Scott Sumner  

Immigration and growth

PRINT
A Father's Day Tribute... The tragedy of Grenfell Tower ...

There are some indications that the immigration crackdown may slow economic growth:

AUSTIN, Texas (AP) -- Though construction is in high demand in Texas' booming capital city, Oscar Martinez's drywall company is suddenly struggling.

One-third of the approximately 20 employees Martinez uses to build new homes and commercial spaces have recently fled the state, spooked by a combination of a federal immigration crackdown by the Trump administration and a tough anti-"sanctuary cities" law approved last month by Texas' Republican-controlled Legislature.

"I took a big hit since my workers started hearing crazy stories about being deported, and they panicked," said Martinez, who relies on immigrants in the U.S. illegally for labor and has failed to find replacements for the physically grueling, precise work.

"The Americans I hire can't last in this job more than half a day," Martinez said.


And it's not just about the quantity of workers, immigration also boosts the quality of the workforce:

JOSÉ ROMMEL UMANO, who is originally from the Philippines, moved to New York last autumn. He came on a family-reunification visa and joined his wife, who had been living in America for some time. This is a typical tale: America gives more weight to close family members when considering immigration applications than some other rich countries do. More surprising is that Mr Rommel Umano arrived with a master's degree from the University of Tokyo and 20 years of experience as an architect in Japan. Yet this, it turns out, is typical too. Nearly half of all immigrants who arrived between 2011 and 2015 were college-educated. . . .

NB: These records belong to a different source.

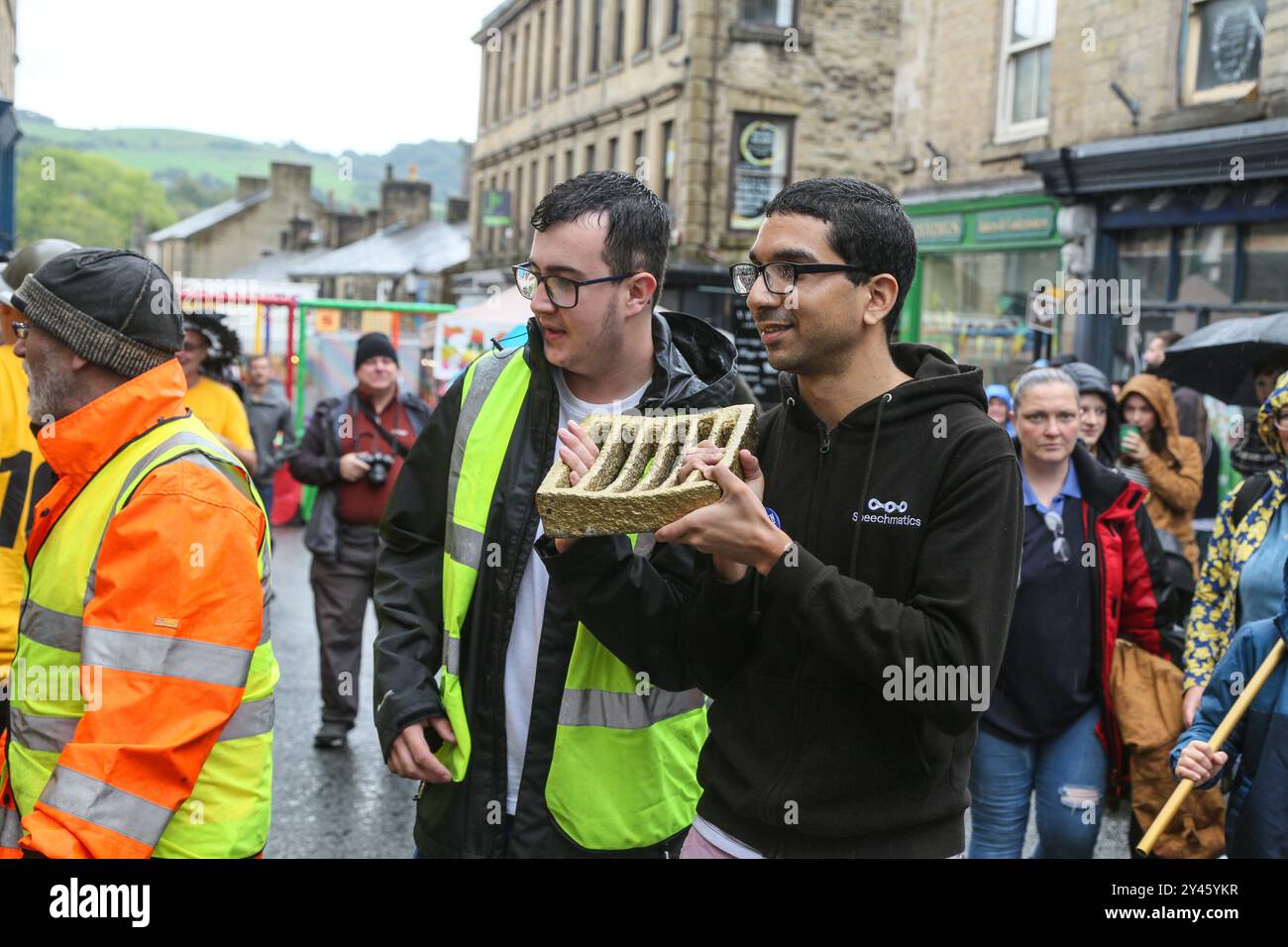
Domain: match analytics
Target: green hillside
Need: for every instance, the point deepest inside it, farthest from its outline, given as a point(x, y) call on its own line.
point(214, 161)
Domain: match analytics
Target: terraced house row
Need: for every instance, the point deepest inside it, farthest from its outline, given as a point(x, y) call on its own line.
point(1030, 140)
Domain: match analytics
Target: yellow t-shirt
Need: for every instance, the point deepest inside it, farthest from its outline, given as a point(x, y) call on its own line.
point(20, 457)
point(219, 408)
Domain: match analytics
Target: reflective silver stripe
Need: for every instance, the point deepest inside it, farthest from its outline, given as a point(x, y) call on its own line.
point(11, 827)
point(463, 544)
point(452, 654)
point(178, 440)
point(42, 733)
point(175, 657)
point(240, 483)
point(625, 711)
point(50, 628)
point(106, 805)
point(249, 720)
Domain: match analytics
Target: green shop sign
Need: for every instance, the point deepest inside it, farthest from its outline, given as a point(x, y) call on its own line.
point(941, 228)
point(1016, 223)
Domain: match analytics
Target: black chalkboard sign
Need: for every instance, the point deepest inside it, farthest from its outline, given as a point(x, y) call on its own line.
point(752, 360)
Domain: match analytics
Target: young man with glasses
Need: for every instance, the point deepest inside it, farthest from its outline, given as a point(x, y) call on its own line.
point(1091, 571)
point(536, 740)
point(890, 557)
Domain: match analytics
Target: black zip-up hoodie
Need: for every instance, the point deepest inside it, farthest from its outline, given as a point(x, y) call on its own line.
point(907, 519)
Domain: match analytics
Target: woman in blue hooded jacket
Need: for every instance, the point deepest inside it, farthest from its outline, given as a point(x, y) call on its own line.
point(1256, 823)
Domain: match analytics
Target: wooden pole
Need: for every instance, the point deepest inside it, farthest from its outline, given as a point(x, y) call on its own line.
point(1219, 737)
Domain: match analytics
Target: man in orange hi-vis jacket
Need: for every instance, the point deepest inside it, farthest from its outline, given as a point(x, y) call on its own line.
point(142, 686)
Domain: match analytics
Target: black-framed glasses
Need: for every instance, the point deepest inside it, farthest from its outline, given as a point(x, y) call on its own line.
point(562, 291)
point(1060, 548)
point(780, 277)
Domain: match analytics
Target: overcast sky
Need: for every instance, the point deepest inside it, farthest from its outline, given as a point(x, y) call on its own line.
point(329, 73)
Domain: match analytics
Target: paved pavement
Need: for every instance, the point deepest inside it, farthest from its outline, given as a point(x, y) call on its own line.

The result is that America has switched from importing people who are, on average, less educated than the natives to people who are better schooled.


For the past several years I've argued that 1.2% is the new trend rate of growth in real GDP. I see no reason to change that forecast.

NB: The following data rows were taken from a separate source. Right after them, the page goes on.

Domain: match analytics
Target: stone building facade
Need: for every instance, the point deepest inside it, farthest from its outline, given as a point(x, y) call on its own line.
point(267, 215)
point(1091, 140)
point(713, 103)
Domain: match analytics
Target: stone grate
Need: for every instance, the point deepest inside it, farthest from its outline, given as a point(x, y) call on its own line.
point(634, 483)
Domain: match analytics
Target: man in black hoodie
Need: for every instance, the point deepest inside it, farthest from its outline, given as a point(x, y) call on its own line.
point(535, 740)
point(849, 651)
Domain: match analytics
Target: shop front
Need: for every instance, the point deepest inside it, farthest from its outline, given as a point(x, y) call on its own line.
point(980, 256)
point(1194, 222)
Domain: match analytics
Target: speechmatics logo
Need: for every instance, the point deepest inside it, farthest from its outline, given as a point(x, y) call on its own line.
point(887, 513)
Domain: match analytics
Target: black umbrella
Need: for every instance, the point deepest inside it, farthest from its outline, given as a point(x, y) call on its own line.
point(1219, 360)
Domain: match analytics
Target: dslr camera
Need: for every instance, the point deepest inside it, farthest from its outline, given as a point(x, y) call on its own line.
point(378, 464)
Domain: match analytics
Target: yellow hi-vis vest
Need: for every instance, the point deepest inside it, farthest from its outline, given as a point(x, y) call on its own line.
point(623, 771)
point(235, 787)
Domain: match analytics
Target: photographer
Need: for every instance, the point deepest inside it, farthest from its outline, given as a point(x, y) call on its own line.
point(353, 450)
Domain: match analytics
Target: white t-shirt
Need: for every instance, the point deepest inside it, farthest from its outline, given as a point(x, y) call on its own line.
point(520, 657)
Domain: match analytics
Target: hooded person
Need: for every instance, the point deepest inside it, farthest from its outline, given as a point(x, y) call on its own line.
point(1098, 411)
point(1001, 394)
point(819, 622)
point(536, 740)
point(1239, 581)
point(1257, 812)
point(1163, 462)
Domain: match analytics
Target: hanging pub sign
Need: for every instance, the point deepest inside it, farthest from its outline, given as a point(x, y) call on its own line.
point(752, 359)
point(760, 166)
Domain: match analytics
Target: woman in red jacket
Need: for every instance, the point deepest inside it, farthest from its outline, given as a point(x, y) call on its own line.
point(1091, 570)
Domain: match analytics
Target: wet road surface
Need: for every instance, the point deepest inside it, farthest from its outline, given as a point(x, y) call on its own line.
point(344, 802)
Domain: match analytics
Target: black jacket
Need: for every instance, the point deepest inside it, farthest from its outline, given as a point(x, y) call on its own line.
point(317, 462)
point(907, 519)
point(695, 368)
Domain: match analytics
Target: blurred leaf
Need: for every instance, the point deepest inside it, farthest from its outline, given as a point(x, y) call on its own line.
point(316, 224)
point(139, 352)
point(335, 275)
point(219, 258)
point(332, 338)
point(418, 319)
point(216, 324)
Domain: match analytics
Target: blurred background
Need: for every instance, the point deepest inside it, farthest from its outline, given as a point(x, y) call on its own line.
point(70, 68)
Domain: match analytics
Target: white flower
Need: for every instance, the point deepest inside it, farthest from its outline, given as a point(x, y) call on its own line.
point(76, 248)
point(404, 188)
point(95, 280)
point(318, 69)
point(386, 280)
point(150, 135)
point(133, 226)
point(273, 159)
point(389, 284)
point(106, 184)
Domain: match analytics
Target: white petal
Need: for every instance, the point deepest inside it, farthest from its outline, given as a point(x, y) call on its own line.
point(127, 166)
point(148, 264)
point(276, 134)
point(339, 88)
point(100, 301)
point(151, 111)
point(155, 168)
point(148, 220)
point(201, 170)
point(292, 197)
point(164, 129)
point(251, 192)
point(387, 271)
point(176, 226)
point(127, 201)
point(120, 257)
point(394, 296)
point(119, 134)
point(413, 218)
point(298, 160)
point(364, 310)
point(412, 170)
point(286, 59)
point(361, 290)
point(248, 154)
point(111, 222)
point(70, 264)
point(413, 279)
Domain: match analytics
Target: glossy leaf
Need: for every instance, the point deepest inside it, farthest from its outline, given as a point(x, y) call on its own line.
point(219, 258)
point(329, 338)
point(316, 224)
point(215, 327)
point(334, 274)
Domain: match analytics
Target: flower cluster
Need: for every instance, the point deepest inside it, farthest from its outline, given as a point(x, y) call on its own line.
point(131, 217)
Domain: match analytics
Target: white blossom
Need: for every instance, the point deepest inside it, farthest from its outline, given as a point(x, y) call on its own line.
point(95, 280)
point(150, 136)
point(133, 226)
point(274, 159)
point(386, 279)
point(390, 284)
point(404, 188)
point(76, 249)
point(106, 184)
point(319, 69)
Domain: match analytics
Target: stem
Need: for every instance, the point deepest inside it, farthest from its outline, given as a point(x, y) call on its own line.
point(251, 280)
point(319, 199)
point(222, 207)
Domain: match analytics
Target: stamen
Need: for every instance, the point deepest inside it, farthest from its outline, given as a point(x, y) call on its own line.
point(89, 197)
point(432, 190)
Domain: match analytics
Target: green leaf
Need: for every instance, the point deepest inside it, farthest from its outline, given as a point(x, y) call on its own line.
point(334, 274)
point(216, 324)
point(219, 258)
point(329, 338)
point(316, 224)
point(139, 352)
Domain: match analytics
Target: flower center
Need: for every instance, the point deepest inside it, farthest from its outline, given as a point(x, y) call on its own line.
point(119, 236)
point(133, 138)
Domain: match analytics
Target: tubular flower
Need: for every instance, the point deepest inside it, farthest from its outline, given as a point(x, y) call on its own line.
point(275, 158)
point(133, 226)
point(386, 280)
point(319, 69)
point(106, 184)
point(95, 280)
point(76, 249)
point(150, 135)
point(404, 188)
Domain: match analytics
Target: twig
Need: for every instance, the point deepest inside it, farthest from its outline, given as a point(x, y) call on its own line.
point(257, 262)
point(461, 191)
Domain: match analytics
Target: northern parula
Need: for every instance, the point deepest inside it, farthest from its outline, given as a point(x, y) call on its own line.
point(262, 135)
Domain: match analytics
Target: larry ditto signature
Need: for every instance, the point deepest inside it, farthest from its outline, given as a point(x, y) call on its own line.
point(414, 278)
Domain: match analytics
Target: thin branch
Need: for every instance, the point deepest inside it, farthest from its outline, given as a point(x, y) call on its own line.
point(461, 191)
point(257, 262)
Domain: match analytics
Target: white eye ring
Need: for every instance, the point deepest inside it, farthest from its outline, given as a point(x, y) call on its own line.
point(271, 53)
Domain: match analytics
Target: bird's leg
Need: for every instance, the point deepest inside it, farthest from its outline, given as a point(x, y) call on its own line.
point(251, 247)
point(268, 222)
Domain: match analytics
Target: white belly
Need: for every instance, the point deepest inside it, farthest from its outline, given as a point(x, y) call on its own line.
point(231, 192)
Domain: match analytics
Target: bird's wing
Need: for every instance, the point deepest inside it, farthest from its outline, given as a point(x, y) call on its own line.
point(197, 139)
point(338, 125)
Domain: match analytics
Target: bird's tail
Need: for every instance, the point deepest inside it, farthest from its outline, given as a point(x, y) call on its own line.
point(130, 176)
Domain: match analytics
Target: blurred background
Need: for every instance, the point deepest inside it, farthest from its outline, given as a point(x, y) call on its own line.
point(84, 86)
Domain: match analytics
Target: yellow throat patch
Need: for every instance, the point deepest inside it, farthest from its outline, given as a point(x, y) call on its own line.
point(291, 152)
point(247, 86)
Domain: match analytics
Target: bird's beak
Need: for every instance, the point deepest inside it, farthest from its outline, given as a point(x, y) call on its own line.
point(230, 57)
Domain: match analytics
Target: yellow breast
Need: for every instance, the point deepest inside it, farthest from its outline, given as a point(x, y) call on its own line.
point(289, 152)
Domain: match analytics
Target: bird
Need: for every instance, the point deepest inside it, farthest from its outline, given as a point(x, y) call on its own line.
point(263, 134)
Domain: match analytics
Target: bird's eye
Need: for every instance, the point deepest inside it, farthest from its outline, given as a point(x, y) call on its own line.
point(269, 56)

Screen Shot 2017-06-17 at 4.06.32 PM.png


Comments and Sharing






COMMENTS (7 to date)
Thaomas writes:

I have no way of knowing if 1.2 is a trend rate of growth for real GDP (a depressingly low growth of GDP per capita if true), but is the estimate conditional on markets expecting future recessions caused by future failures of the Fed to follow an NGDP level target and failure of federal and state governments to invest according to an NPV rule during recessions? Do you have an estimate of what the trend would be with optimal policies?

Hazel Meade writes:

I've been pointing this out for a while, but illegal immigration declined sharply in 2008, almost a decade ago, and the total illegal immigrant population has since leveled off. There is probably some annual turnover, but most "illegal" aliens have been here over 10 year by now, and many are married to US citizens and have US citizen children (which is why Trump's revocation of DAPA is so inhumane).

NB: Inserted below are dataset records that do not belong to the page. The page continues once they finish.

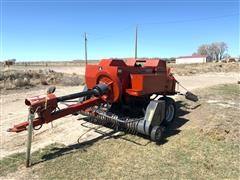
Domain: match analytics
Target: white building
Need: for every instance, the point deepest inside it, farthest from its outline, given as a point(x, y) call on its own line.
point(191, 59)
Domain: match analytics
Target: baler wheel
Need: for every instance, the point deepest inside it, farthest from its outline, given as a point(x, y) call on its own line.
point(156, 134)
point(170, 110)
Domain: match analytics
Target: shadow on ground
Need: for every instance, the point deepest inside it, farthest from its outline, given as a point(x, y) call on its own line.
point(171, 130)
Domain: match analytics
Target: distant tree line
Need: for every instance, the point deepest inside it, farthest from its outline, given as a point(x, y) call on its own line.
point(214, 51)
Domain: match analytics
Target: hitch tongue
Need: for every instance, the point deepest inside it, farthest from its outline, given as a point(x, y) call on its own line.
point(190, 96)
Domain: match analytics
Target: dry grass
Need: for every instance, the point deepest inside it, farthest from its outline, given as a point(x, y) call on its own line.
point(14, 79)
point(191, 69)
point(198, 149)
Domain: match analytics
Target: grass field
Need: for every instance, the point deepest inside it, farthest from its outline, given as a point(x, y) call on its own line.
point(203, 143)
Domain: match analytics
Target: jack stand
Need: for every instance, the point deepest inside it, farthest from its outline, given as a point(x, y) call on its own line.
point(29, 138)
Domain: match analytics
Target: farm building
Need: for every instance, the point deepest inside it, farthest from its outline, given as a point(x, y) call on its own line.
point(191, 59)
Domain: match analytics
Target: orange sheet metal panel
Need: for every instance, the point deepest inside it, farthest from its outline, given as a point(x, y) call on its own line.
point(143, 84)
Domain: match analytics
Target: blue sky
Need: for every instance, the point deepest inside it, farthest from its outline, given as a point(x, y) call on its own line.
point(53, 30)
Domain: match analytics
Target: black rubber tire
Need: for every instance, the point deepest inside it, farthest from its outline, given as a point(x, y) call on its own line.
point(170, 110)
point(156, 134)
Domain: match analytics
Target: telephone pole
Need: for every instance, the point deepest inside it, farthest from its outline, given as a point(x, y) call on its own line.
point(136, 41)
point(85, 42)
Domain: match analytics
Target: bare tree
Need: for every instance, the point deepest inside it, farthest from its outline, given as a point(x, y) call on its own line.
point(215, 50)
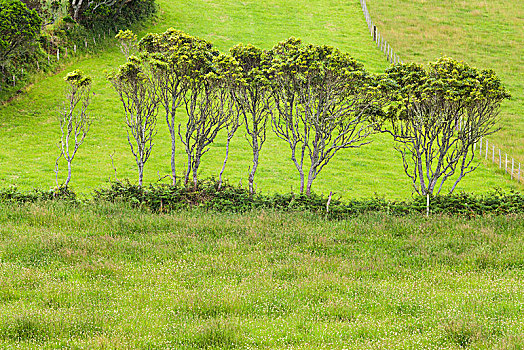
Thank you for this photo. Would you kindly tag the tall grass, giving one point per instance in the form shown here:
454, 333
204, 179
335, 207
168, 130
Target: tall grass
107, 276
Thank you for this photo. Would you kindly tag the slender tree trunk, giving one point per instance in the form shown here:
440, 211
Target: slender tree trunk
253, 171
256, 151
195, 171
68, 174
140, 173
310, 179
186, 179
224, 165
173, 166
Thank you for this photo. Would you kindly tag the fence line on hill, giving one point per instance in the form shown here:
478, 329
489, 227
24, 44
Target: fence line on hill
510, 166
68, 52
489, 151
378, 38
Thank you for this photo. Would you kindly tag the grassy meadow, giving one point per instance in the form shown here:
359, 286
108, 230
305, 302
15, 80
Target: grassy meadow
104, 276
485, 34
29, 127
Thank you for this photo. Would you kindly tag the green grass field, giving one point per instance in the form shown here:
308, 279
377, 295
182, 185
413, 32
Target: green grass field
107, 277
29, 128
485, 34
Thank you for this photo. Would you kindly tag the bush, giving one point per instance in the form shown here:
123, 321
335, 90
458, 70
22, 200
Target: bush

It's very hard for unskilled immigrant to get legal visas, so it's not surprising that more immigrants today are college educated. Also the Mexican economy is much better now than it was 20 years ago (thanks partly to NAFTA), so there is less incentive for Mexicans to migrate north to get work. More of our immigrants are coming from further south now - Central America. (If you're really bothered by Hispanic immigration we should expand NAFTA to include Central America.)

Andrew_FL writes:
If you're really bothered by Hispanic immigration we should expand NAFTA to include Central America.

Sounds good to me, actually.

Todd Kreider writes:

Thaomas wrote:

"I have no way of knowing if 1.2 is a trend rate of growth for real GDP (a depressingly low growth of GDP per capita if true),.."

And neither does Scott. Notice that he doesn't say how long the new trend rate will last. Tyler Cowen has said he expects his Great Stagnation to end in the 2040s, so I'd like to hear what year Scott thinks the 0.5% per capita will get back to the historical 2.0% rate.

Scott Sumner writes:

Thaomas, No, as I don't know which optimal policies we should consider.

Hazel, Yes, expand NAFTA. Don't we already have some free trade agreements with Central America?

Todd, It may end at some point, but that's not something I expect to occur. If I had to guess the growth rate 70 years from now, I'd guess around 0.5% per person.

Michael J Moran writes:

OK, your stories mean nothing. You could put together 100 stories from WW2 showing US was bad guy. We were not.
Most illegals are unskilled and put strain on other resources. Also, if guy in Austin has problem finding workers, let him raise wages. Right? Is that not economics 101?
1.2%. It was 2% over last several years. I guess deregulation is going to slow down growth.

Roger Sweeny writes:

I think I am reading between the lines correctly. Isn't the second story--"America has switched from importing people who are, on average, less educated than the natives to people who are better schooled"--about legal immigration while the first story is about illegal immigration?

If the first story is correct, then, contra Hazel Meade, there is still a lot of illegal immigration.